“Hacks” star and Golden Globe winner Jean Smart is urging networks to cancel forthcoming Hollywood awards shows and donate to victims of the wildfires and firefighters.
“With ALL due respect, during Hollywood’s season of celebration, I hope any of the networks televising the upcoming awards will seriously consider NOT televising them and donating the revenue they would have garnered to victims of the fires and the firefighters,” the actress wrote on her Instagram account.
Among upcoming awards shows are the Screen Actors Guild Awards, set to stream on Netflix on Feb. 23, and the Academy Awards, scheduled to air on ABC on March 2. The Oscar nominations announcement has been pushed back from Jan. 17 to Jan. 19.
Smart won her second Golden Globe for best actress in a musical or comedy for her work in the third season of the Max series “Hacks.” The popular show is among those whose production has been paused due to the blazes, along with NBC’s “Suits: L.A.” and ABC’s “Grey’s Anatomy,” according to the Hollywood Reporter.
Meanwhile, the list of Hollywood stars whose homes were lost in the fire continues to grow. That list includes actor Anthony Hopkins, whose home burned to the ground; Jeff Bridges, whose Malibu home was lost in the Pacific Palisades fire; Candy Spelling, who lost her home on Malibu’s Pacific Coast Highway; and homes belonging to Paris Hilton, Billy Crystal, Eugene Levy, John Goodman, Anna Faris, Adam Brody and Leighton Meester, Spencer Pratt, Heidi Montag and Kim Carnes, it was reported.
Halle Berry also took to Instagram to ask for empathy as the natural disaster continues. The actress shared photos of devastation in what she described as her own neighborhood.
“This is from my hood,” Berry wrote. “Look at the sky. That is smoke, not clouds, from a fire that has consumed over 2,900 acres and remains uncontained. It’s left so many homes and buildings without power and killed at least two people, with more left with significant injuries.”
Actress Sharon Stone is reportedly helping coordinate relief efforts for displaced residents. Stone and local businesses are organizing collection centers for those who have lost their homes to the fires, which have killed at least five people and destroyed more than 1,000 structures, mostly homes.

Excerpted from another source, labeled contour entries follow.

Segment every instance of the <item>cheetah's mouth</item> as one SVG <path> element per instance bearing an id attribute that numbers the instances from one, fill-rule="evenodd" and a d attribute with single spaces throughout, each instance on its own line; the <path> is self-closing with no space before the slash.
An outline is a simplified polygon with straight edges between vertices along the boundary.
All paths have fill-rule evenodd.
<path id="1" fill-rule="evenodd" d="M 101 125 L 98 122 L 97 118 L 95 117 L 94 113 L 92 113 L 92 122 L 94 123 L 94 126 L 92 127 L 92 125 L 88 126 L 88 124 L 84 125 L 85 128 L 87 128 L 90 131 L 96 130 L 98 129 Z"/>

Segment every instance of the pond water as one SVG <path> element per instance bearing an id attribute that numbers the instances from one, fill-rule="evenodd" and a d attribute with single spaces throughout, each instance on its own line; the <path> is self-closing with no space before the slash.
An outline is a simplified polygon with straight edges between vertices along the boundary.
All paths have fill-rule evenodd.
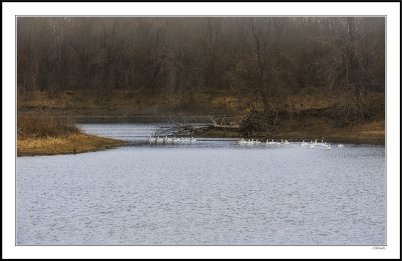
<path id="1" fill-rule="evenodd" d="M 151 124 L 80 125 L 130 143 L 18 157 L 18 244 L 385 243 L 383 144 L 155 143 Z"/>

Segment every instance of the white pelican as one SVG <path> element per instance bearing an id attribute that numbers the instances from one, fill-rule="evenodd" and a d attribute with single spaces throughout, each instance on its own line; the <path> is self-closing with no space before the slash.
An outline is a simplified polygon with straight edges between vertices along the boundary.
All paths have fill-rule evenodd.
<path id="1" fill-rule="evenodd" d="M 151 139 L 151 136 L 149 136 L 149 138 L 147 139 L 147 140 L 148 140 L 150 142 L 154 142 L 156 140 L 156 139 Z"/>
<path id="2" fill-rule="evenodd" d="M 298 145 L 299 146 L 308 146 L 309 144 L 307 142 L 305 142 L 303 141 L 303 142 L 300 143 L 300 144 Z"/>
<path id="3" fill-rule="evenodd" d="M 248 141 L 247 141 L 247 142 L 246 143 L 246 144 L 249 144 L 249 144 L 253 144 L 254 143 L 253 142 L 254 142 L 254 139 L 252 139 L 251 141 L 250 140 L 249 140 Z"/>

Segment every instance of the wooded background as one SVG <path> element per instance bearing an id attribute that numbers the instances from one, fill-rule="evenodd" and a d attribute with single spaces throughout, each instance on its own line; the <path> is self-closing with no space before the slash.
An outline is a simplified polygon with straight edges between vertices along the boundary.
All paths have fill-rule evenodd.
<path id="1" fill-rule="evenodd" d="M 385 93 L 385 26 L 381 17 L 18 17 L 17 88 L 142 89 L 183 104 L 220 90 L 264 106 L 312 92 L 359 100 Z"/>

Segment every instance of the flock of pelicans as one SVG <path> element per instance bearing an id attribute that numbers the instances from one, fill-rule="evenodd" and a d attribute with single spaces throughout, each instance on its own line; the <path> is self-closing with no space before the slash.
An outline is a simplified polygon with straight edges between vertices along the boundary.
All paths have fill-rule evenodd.
<path id="1" fill-rule="evenodd" d="M 191 137 L 190 139 L 187 139 L 186 138 L 183 139 L 183 137 L 181 137 L 180 139 L 176 139 L 176 137 L 174 137 L 173 138 L 173 139 L 171 139 L 168 138 L 167 136 L 165 137 L 163 139 L 160 138 L 159 136 L 155 139 L 152 139 L 151 136 L 149 136 L 149 138 L 148 138 L 147 140 L 150 142 L 197 142 L 197 140 L 192 137 Z"/>
<path id="2" fill-rule="evenodd" d="M 237 142 L 237 143 L 238 144 L 247 144 L 250 145 L 254 144 L 255 145 L 261 144 L 261 142 L 259 142 L 258 139 L 255 141 L 254 141 L 254 139 L 252 139 L 251 141 L 250 140 L 248 140 L 247 141 L 246 141 L 244 139 L 242 139 L 241 140 Z M 283 141 L 283 140 L 281 140 L 280 142 L 274 142 L 273 140 L 269 142 L 268 141 L 268 140 L 267 140 L 267 141 L 262 144 L 265 145 L 288 145 L 289 142 L 288 142 L 286 140 L 285 140 L 284 141 Z M 323 143 L 322 140 L 321 140 L 321 143 L 318 143 L 317 142 L 317 140 L 316 140 L 316 141 L 314 142 L 313 142 L 313 141 L 312 141 L 310 144 L 309 144 L 307 142 L 305 142 L 304 141 L 303 141 L 303 142 L 301 142 L 299 144 L 298 146 L 300 147 L 307 146 L 307 149 L 314 149 L 314 147 L 316 146 L 322 146 L 326 147 L 327 148 L 327 150 L 331 150 L 330 144 L 327 144 L 327 143 Z M 342 144 L 339 144 L 338 145 L 337 145 L 336 147 L 337 148 L 341 148 L 343 147 L 343 145 L 342 145 Z"/>
<path id="3" fill-rule="evenodd" d="M 148 141 L 150 142 L 163 142 L 163 143 L 181 143 L 181 142 L 196 142 L 197 140 L 191 137 L 190 139 L 187 139 L 185 138 L 183 139 L 183 137 L 181 137 L 180 139 L 176 139 L 176 137 L 173 138 L 173 139 L 169 139 L 167 138 L 167 136 L 165 137 L 165 138 L 162 139 L 160 138 L 159 136 L 157 138 L 153 139 L 152 137 L 149 136 L 149 137 L 147 139 Z M 273 140 L 271 141 L 270 142 L 268 141 L 268 140 L 267 141 L 261 144 L 261 142 L 258 141 L 258 139 L 256 139 L 254 141 L 254 139 L 252 139 L 251 140 L 248 140 L 247 141 L 244 140 L 244 139 L 242 139 L 238 142 L 237 142 L 238 144 L 246 144 L 248 145 L 258 145 L 259 144 L 264 144 L 265 145 L 288 145 L 289 142 L 287 140 L 285 140 L 283 141 L 283 140 L 280 140 L 280 142 L 274 142 Z M 318 143 L 317 142 L 317 140 L 313 142 L 312 141 L 310 144 L 309 144 L 307 142 L 305 142 L 303 141 L 302 142 L 300 143 L 298 145 L 300 147 L 304 147 L 304 146 L 307 146 L 307 149 L 314 149 L 314 147 L 316 146 L 321 146 L 326 148 L 327 150 L 331 150 L 331 147 L 330 147 L 330 144 L 327 144 L 327 143 L 323 143 L 323 140 L 321 140 L 321 143 Z M 343 145 L 342 144 L 339 144 L 337 145 L 337 148 L 341 148 L 343 147 Z"/>

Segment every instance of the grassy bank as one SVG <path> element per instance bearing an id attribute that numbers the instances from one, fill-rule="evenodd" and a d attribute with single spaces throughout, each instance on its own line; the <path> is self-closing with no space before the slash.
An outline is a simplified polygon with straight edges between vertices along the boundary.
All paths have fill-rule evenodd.
<path id="1" fill-rule="evenodd" d="M 156 93 L 156 94 L 155 94 Z M 136 119 L 155 117 L 157 115 L 169 116 L 177 119 L 195 118 L 209 120 L 212 118 L 218 123 L 239 124 L 244 120 L 252 107 L 256 110 L 263 108 L 263 102 L 258 95 L 239 94 L 229 91 L 217 91 L 213 93 L 198 92 L 189 96 L 184 104 L 178 96 L 168 96 L 163 93 L 149 91 L 116 90 L 108 93 L 95 91 L 20 92 L 17 93 L 17 109 L 21 113 L 34 117 L 37 113 L 47 114 L 61 119 Z M 319 139 L 322 137 L 340 139 L 385 140 L 385 96 L 383 94 L 371 95 L 365 99 L 364 118 L 356 122 L 344 120 L 342 127 L 337 127 L 339 122 L 331 113 L 331 108 L 339 100 L 339 96 L 324 97 L 310 93 L 272 97 L 268 100 L 269 106 L 264 113 L 276 114 L 274 120 L 271 118 L 269 124 L 273 126 L 268 130 L 252 129 L 251 133 L 230 130 L 209 131 L 194 134 L 204 137 L 238 137 L 247 135 L 267 137 L 299 137 Z M 270 111 L 269 110 L 271 110 Z M 64 119 L 63 119 L 64 120 Z M 30 125 L 32 125 L 31 124 Z M 338 124 L 339 125 L 339 124 Z M 68 126 L 67 126 L 68 127 Z M 67 127 L 68 128 L 68 127 Z M 75 133 L 73 130 L 72 133 Z M 59 136 L 62 140 L 68 139 Z M 18 146 L 19 153 L 22 151 L 23 141 L 29 137 L 22 137 Z M 71 141 L 77 141 L 72 139 Z M 32 138 L 32 137 L 31 137 Z M 37 138 L 38 137 L 36 137 Z M 42 137 L 49 140 L 56 137 Z M 79 139 L 85 139 L 80 136 Z M 88 142 L 94 138 L 87 137 Z M 91 140 L 92 139 L 92 140 Z M 25 140 L 25 141 L 24 141 Z M 89 140 L 92 140 L 89 142 Z M 65 153 L 71 152 L 74 147 L 82 151 L 92 150 L 100 144 L 84 149 L 71 142 Z M 113 141 L 104 141 L 108 145 Z M 33 142 L 28 143 L 33 144 Z M 27 145 L 25 145 L 26 146 Z M 61 147 L 66 147 L 65 145 Z M 31 146 L 32 147 L 32 146 Z M 34 146 L 35 147 L 35 146 Z M 24 147 L 25 148 L 25 147 Z M 28 149 L 27 149 L 28 150 Z M 41 153 L 53 153 L 51 149 Z M 64 152 L 61 149 L 57 150 Z"/>
<path id="2" fill-rule="evenodd" d="M 48 115 L 17 115 L 17 156 L 79 153 L 124 143 L 88 135 L 71 121 Z"/>

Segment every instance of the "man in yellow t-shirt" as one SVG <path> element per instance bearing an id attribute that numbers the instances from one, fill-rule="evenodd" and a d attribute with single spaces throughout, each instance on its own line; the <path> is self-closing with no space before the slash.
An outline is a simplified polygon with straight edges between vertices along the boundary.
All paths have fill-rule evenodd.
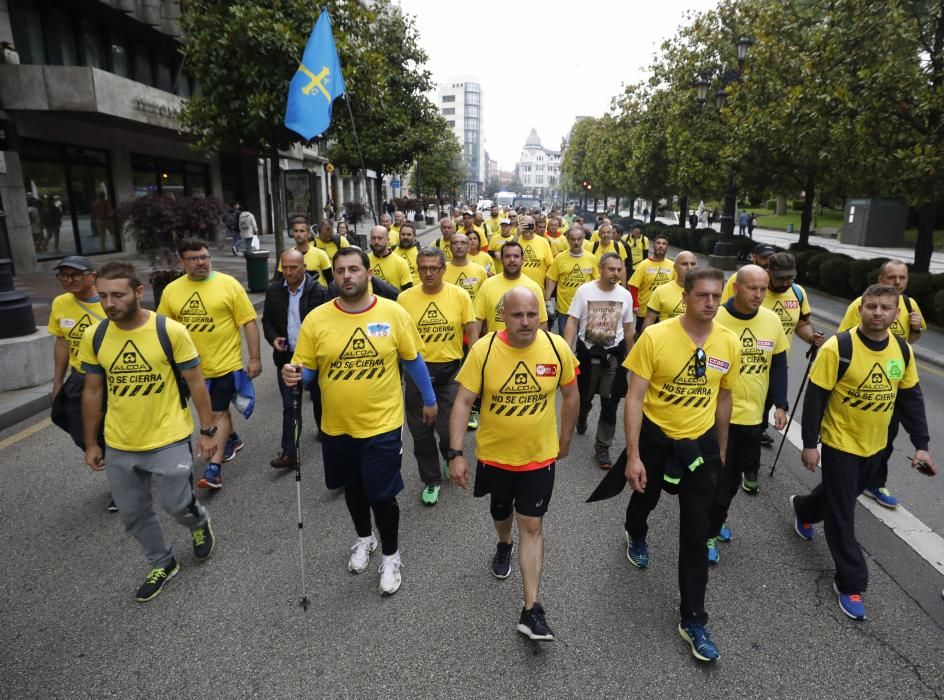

“We’re loading up trucks and taking everything we have over to the Coop,” a store on Beverly Boulevard, Stone said Wednesday on NewsNation’s news-talk show “Banfield.”
The Coop is serving as a distribution center for donations including clothing, shoes and bedding.
In a post Thursday on the Threads app, Berry said she was “packing up my entire closet and heading over to the Coop.” She also thanked Stone for her “leadership.”
In another Threads post, Carnes wrote that she lost her Palisades home.
“My heart … The Palisades, our forever home, gone with the horrendous fire,” the singer posted. “Many best friends have lost their homes … others have evacuated. Thankfully no one is hurt. My heart goes out to those who have sadly lost their lives. Pacific Palisades was a gem. Not many places in the country like it. My heart is heavy. Everyone is in shock … the sky is heavy with black smoke. The community is resilient, but this is too much! My hometown will never be the same.”